Cadet Matthew Lisle scanned the contents of his duffel bag one last time. His uniform, helmet, canteen, protective gear and other necessities all sat inside. He had everything he needed for his pre-deployment training in Fort Knox, Ky.
But Lisle wasn’t headed off to war. Fort Knox was his first stop on a humanitarian trip where he and six other BYU Army ROTC cadets would join cadets from other battalions to translate for Army dentists offering free clinics to civilians in Latin America.
Each summer, BYU sends a group of Army ROTC cadets abroad as part of the Cultural Understanding and Language Proficiency program in Beyond the Horizon, an annual humanitarian and civic assistance exercise. This May, some cadets traveled to El Salvador and others to Panama, where they used their Spanish language skills to interpret for U.S. Army medical specialists.
After spending a week at the ROTC headquarters in Fort Knox where cadets received medical checkups and training for pre-deployment, anti-terrorism and first aid, the cadets set off on their respective trips.
Then they got right to work.
“I helped birth a child my very first day, so that was exciting. It was quite the experience,” said Cadet Jon Selee, a junior political science major, who facilitated conversation between civilians and Army doctors in Panama.
For a month, the Army specialists in Panama set up a full clinic, including family medicine, optometry, OB/GYN and pharmaceutical services. Selee and two other BYU cadets worked with all doctors to help them communicate with their patients.
“Optometry was really cool because there were a lot of people who would come in and could barely see … and they were just super grateful to be able to see once we could get them some glasses,” Selee said.
Meanwhile, another group of cadets spent the month in El Salvador translating for Army dentists and teaching civilians about preventive dental care while they waited for checkups. They even got some hands-on experience.
“They let us pull teeth. … If I had one highlight moment, it was yanking the first tooth out. … It was awesome,” said Cadet Trevor Findlay, a finance major from Seattle.
Even more valuable to the cadets than practicing their dental skills was a glimpse into their future careers.

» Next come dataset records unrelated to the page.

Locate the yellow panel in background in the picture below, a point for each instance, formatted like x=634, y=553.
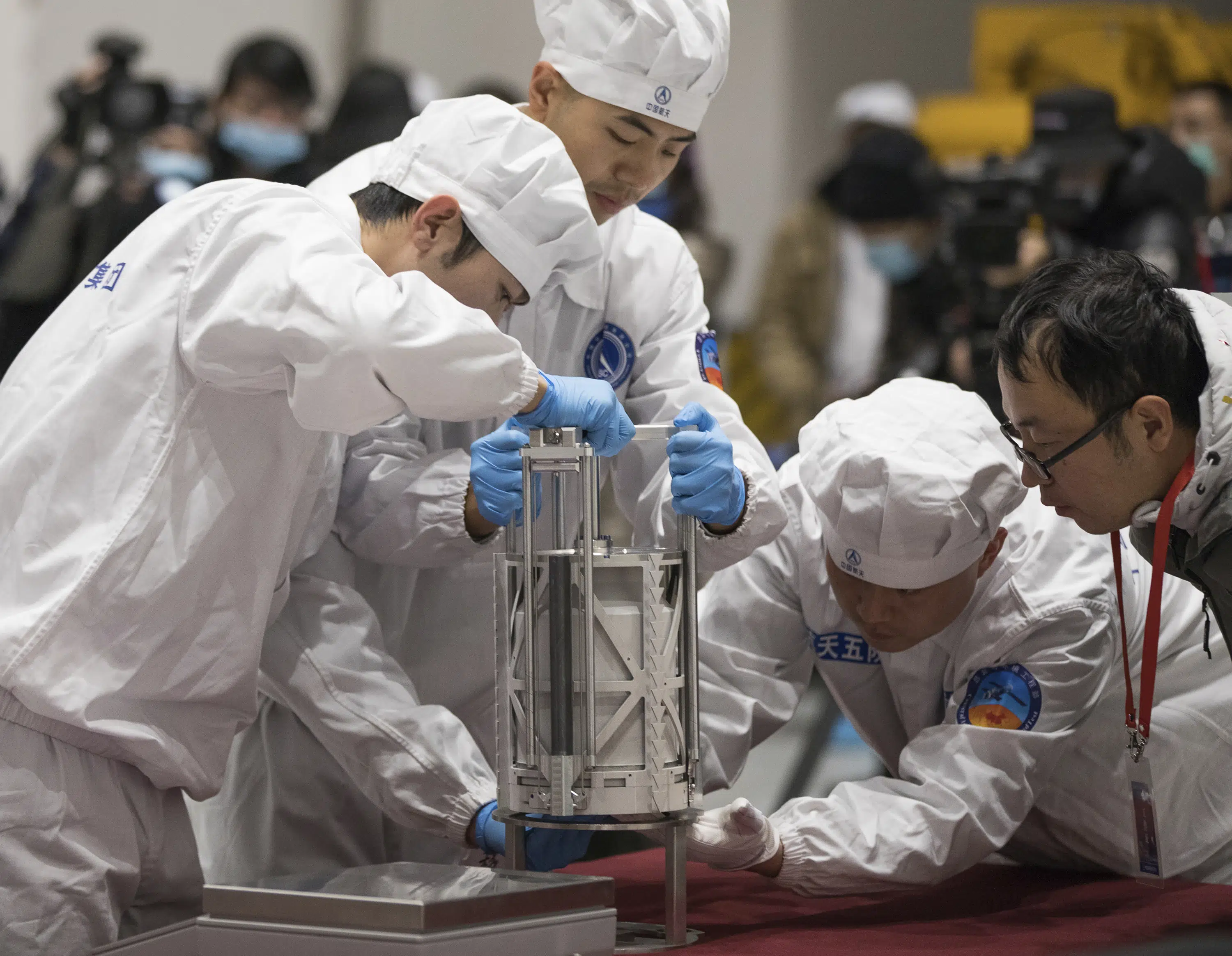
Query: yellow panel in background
x=1138, y=52
x=960, y=127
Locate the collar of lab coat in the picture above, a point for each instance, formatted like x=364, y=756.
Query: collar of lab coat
x=342, y=207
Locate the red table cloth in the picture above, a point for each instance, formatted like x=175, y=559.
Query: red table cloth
x=1006, y=911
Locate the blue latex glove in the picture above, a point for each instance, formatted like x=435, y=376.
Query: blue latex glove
x=705, y=481
x=545, y=849
x=497, y=473
x=584, y=403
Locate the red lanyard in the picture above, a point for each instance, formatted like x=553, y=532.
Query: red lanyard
x=1139, y=724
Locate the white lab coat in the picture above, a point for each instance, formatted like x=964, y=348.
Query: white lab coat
x=163, y=442
x=432, y=586
x=1053, y=795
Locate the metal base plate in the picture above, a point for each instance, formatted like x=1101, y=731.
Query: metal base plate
x=581, y=933
x=650, y=938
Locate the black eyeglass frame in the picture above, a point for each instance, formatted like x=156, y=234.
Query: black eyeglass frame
x=1041, y=468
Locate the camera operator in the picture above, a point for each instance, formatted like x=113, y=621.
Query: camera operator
x=891, y=193
x=1106, y=188
x=50, y=242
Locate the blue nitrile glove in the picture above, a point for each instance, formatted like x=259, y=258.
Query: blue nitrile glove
x=705, y=481
x=545, y=849
x=497, y=473
x=586, y=403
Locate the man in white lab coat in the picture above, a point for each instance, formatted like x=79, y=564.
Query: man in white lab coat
x=349, y=758
x=165, y=445
x=972, y=639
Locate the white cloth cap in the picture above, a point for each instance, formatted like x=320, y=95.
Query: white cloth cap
x=886, y=103
x=518, y=189
x=664, y=58
x=912, y=482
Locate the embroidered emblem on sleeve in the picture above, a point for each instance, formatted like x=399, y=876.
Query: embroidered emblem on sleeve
x=708, y=359
x=610, y=355
x=1007, y=698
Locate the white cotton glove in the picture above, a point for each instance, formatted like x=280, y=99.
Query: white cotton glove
x=735, y=837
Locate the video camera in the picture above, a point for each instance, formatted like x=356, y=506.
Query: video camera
x=121, y=105
x=985, y=213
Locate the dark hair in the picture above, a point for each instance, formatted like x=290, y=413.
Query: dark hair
x=1220, y=90
x=887, y=175
x=278, y=63
x=1110, y=329
x=374, y=109
x=379, y=204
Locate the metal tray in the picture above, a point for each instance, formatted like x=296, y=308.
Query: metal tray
x=408, y=897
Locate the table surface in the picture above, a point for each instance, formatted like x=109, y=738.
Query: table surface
x=1007, y=911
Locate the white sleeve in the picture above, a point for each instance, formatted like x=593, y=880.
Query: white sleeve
x=753, y=661
x=401, y=504
x=324, y=660
x=666, y=378
x=963, y=790
x=279, y=297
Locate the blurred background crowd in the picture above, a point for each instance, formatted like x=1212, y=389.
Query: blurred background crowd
x=871, y=186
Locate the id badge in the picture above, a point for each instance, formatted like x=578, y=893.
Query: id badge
x=1146, y=828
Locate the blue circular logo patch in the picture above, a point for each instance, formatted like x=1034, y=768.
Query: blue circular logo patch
x=610, y=355
x=1007, y=698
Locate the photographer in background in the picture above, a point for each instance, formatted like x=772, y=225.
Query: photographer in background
x=51, y=241
x=1202, y=125
x=1200, y=122
x=262, y=115
x=854, y=293
x=1106, y=188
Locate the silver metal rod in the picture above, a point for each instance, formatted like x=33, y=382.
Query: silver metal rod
x=515, y=847
x=589, y=532
x=530, y=608
x=689, y=650
x=560, y=609
x=559, y=503
x=674, y=879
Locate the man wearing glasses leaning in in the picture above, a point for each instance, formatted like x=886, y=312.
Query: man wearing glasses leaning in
x=1119, y=396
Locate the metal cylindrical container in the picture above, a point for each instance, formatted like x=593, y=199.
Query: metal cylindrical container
x=595, y=652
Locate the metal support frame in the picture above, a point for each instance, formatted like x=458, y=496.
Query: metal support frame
x=556, y=758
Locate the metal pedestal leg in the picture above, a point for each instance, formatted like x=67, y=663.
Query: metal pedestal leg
x=676, y=886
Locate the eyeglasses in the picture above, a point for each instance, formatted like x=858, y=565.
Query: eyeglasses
x=1041, y=468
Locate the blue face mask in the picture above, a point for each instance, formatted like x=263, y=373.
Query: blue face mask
x=1203, y=156
x=173, y=164
x=263, y=146
x=658, y=202
x=895, y=259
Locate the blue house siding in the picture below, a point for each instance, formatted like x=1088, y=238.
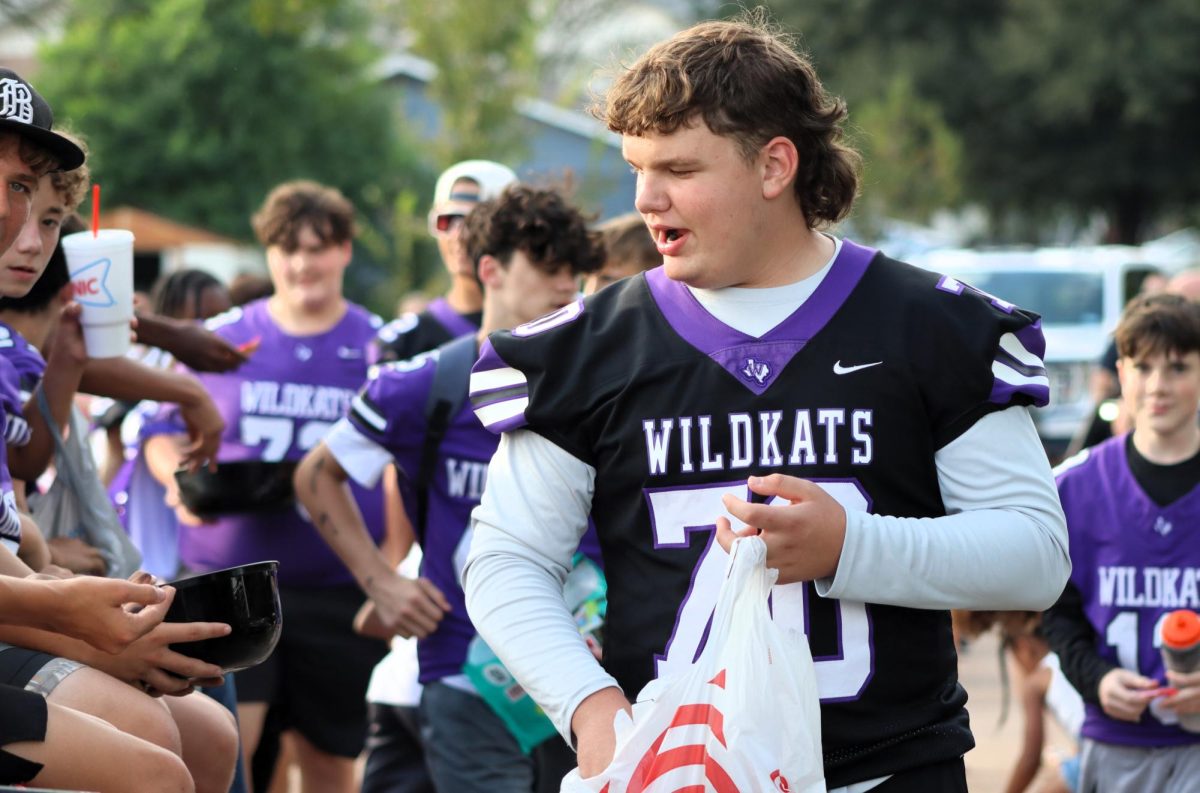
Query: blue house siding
x=559, y=143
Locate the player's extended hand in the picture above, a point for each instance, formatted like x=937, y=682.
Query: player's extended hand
x=67, y=344
x=1125, y=694
x=108, y=613
x=204, y=430
x=408, y=607
x=1187, y=697
x=595, y=739
x=150, y=665
x=803, y=539
x=203, y=350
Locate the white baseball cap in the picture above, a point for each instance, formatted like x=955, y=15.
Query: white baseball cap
x=491, y=176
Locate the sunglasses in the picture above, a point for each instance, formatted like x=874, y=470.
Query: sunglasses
x=448, y=222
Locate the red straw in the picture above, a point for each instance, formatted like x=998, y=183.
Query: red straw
x=95, y=210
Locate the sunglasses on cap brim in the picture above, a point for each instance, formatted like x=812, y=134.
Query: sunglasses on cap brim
x=448, y=222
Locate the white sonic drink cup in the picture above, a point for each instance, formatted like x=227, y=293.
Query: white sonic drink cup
x=101, y=269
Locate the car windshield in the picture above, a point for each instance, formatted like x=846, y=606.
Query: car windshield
x=1061, y=298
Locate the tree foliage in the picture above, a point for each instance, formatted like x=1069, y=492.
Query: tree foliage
x=1062, y=108
x=196, y=108
x=486, y=61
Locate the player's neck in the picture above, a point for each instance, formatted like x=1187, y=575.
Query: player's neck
x=299, y=320
x=1168, y=449
x=34, y=329
x=465, y=295
x=792, y=256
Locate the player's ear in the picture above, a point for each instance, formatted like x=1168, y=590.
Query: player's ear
x=490, y=270
x=779, y=161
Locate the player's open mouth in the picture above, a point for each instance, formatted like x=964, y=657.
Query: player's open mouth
x=670, y=240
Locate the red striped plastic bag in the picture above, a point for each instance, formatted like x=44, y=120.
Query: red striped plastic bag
x=743, y=719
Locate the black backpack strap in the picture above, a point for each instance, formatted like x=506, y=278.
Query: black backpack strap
x=451, y=380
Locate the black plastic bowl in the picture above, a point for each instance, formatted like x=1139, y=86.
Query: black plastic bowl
x=238, y=487
x=246, y=598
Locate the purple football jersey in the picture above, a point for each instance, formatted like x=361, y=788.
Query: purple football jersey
x=1133, y=562
x=24, y=358
x=16, y=432
x=390, y=413
x=276, y=407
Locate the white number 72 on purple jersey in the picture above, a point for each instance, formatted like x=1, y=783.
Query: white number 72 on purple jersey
x=681, y=516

“It was a humanitarian project but it was also a military thing at the same time, so I really liked being able to understand pre-deployment training,” Findlay said. “I found out what it’s going to be like when I do graduate and become an officer and that was … my biggest takeaway, what I can expect from a life in the Army.”
According to Lt. Col. Marc Boberg, professor of military science, understanding military procedure was one of the many objectives of the trips, which also included leadership practice, understanding foreign cultures, improving foreign language capability and learning to live the Army values. In doing so, Boberg hopes the Cadets can set a good example for those around them.
“Every interaction they have with (us), they walk away with an impression of the U.S. Army, of Americans, of BYU students, of members of the (LDS) Church,” Boberg said. “You’re representing much more than yourself, especially when you’re wearing that American flag on your shoulder.”